The Charlton’s first child, Jack, was born the following year. Whatever footballing talent Jack had was clearly of a particularly subtle variety: when Cissie was approached by a scout fifteen years later and asked if her son would consider going for a trial with Leeds, she thought he must have got the wrong woman. Bobby, born two years later, was a different matter.
There has been a lot of speculation in the press about a rift in the family, most of it centring on Bobby’s relationship, or lack of one, with his mother and brothers. In truth, Bobby always seems to have been separate – introspective and self-contained where his parents and siblings were outspoken and gregarious. (Jack seems to have inherited his taste for plain speaking from his mother. In the fifties, unhappy that Bobby was not being selected for Manchester United as often as she thought he should be, Cissie bearded Matt Busby and asked if her son was being cold-shouldered because he wasn’t a Catholic. After he’d picked his jaw off the floor, Busby put her straight.)
How Bobby came to be this way is as unfathomable as why it should be that it was he, rather than Jack, Tommy or Gordon, who turned out to be the brilliant footballer. In the final analysis, Jack and Bobby are such obviously and completely different characters that were it not for the fact that they are brothers no-one would expect them to get on at all.
In the nurture versus nature debate, those who are on the side of the latter can happily point to Cissie’s antecedents as proof of her formative influence on her two eldest sons. Husband Bob had no such footballing pedigree. Indeed, he showed so little interest in the game that he had gone to his shift down a pit shaft just before the kick-off of the 1966 World Cup Semi-Final (the BBC intervened on his behalf and brought him up to watch the game on the mine manager’s TV set).

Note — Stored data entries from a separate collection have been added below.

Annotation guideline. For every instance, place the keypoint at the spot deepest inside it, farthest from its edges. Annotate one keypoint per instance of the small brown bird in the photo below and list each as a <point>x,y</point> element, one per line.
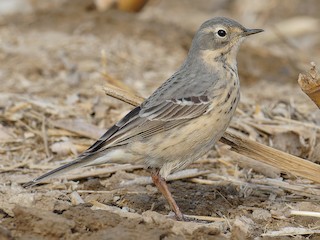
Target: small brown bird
<point>183,118</point>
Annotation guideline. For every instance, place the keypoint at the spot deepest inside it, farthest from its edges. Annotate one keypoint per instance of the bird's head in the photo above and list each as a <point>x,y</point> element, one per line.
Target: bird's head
<point>220,37</point>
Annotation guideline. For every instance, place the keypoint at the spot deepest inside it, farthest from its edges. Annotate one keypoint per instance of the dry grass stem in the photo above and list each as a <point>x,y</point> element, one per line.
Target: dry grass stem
<point>310,84</point>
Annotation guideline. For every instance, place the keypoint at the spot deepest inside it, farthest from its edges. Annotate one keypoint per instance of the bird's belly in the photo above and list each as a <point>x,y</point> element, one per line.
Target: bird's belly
<point>175,149</point>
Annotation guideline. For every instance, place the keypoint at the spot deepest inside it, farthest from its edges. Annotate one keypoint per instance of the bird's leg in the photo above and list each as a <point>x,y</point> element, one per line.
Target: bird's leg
<point>162,186</point>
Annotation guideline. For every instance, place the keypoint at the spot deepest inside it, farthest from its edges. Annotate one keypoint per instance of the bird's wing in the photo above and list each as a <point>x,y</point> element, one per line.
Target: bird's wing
<point>144,122</point>
<point>139,123</point>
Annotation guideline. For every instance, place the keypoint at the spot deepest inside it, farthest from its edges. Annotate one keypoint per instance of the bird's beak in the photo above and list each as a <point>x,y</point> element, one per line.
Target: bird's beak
<point>248,32</point>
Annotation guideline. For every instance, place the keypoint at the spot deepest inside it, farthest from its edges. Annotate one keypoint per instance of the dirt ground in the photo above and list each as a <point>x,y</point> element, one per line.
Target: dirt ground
<point>55,59</point>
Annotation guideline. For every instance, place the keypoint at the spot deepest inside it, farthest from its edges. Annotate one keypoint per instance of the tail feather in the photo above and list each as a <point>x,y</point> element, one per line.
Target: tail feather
<point>55,172</point>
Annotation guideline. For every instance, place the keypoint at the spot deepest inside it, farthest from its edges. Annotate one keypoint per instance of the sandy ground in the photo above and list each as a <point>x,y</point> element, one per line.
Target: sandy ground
<point>54,61</point>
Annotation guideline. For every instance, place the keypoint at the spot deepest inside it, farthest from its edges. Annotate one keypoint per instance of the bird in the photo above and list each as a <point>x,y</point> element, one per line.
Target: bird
<point>182,119</point>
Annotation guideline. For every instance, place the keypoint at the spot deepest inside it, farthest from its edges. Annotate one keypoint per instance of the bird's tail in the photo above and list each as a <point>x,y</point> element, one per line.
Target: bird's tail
<point>79,162</point>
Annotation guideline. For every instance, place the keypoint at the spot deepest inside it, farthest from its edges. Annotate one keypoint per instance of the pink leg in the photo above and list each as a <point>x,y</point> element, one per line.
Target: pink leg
<point>163,188</point>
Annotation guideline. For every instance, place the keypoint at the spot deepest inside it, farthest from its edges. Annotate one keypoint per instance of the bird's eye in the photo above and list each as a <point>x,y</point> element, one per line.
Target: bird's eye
<point>222,33</point>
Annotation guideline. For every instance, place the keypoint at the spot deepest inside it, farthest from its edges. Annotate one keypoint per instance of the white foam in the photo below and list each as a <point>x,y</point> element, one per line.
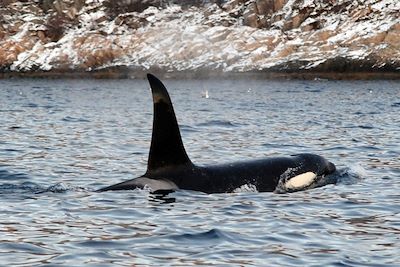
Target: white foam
<point>246,188</point>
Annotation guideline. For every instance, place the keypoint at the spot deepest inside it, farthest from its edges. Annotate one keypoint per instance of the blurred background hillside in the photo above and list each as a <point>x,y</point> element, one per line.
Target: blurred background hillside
<point>127,37</point>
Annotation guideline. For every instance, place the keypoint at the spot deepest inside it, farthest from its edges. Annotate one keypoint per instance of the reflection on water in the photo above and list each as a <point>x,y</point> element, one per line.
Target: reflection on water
<point>62,139</point>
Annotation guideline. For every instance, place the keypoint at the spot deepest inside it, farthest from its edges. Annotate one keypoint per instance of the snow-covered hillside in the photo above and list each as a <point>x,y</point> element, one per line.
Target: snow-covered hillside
<point>233,36</point>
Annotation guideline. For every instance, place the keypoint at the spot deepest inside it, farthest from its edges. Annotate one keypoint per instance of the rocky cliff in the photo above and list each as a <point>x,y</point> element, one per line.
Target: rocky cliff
<point>237,36</point>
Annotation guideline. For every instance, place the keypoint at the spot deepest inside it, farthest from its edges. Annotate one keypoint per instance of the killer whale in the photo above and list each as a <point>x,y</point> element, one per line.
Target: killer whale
<point>169,168</point>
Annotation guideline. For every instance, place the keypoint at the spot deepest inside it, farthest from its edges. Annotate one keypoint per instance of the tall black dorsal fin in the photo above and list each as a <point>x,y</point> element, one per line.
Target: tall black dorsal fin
<point>166,143</point>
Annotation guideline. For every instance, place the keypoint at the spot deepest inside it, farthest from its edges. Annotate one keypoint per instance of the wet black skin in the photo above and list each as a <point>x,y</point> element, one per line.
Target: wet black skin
<point>169,168</point>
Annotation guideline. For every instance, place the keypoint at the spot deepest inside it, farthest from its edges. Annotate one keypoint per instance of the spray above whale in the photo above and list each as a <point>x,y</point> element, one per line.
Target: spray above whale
<point>169,168</point>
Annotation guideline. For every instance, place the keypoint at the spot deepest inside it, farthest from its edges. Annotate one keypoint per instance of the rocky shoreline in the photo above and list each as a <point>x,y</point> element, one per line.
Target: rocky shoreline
<point>283,39</point>
<point>125,73</point>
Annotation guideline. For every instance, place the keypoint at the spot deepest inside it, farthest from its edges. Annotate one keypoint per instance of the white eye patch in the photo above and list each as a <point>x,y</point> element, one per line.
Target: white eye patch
<point>301,180</point>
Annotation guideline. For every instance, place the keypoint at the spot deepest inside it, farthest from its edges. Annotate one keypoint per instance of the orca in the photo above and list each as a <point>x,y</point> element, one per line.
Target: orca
<point>169,167</point>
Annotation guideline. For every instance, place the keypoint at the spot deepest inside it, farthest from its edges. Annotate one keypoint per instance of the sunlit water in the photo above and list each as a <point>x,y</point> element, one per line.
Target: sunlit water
<point>62,139</point>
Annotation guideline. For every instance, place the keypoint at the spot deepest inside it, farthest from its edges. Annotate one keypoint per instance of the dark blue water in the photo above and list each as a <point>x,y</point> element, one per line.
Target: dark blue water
<point>62,139</point>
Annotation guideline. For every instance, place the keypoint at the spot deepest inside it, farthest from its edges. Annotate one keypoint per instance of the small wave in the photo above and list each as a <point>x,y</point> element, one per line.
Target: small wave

The nurturers have a more difficult time of it, and it is here the legend comes in. One of the most famous photos of Cissie shows her kicking a ball to a baggy-panted Bobby. They are flanked by sooty brick, she is wearing a pinafore dress; the pair are watched by her two younger sons, Gordon and Tommy, both in knee-length shorts. It is an arresting image, one which seems to sum up the popular view of the Charlton’s story: football mad mum coaches talented son to fame and glory in the back streets of Ashington.
Sadly this inspirational tale is completely made up. Though not by either of the two main protagonists. Cissie never claimed to have taught her sons to play football and Bobby went out of his way to deny the myth. In his 1968 autobiography, This Game of Soccer, he expends only three paragraphs before telling the reader: “The story has evolved . . . that it was my mother who taught me all I know. Apparently, being a Milburn, she knew more about football than most men and spent all her time teaching me the tricks of the trade! That’s how the story goes but there is no truth in it whatsoever.”
Yet despite Bobby’s protests, the story has now been repeated so often it has come to be taken as fact, it has cropped up in book after book and featured in practically all the obituaries last month. Does it matter? After all, it’s harmless enough and does discredit to nobody. Well, in a way it does.
A while ago a friend and I were talking about Arie Haan’s goal against Italy in the 1978 World Cup. He said: “The thing with that goal is, every time anyone talks about it Haan shoots from further out. First it’s thirty yards, then thirty-five, then thirty-eight, then, well, I mean, it was practically forty give or take a few inches. And it goes on like that until when you do finally see the goal again it’s an anti-climax. Compared to what you’ve heard about it, it’s practically a tap-in.”
And that is the trouble with myths. Stood next to them the truth looks small. Luckily Cissie Charlton lived a big enough life not to be too seriously over-shadowed.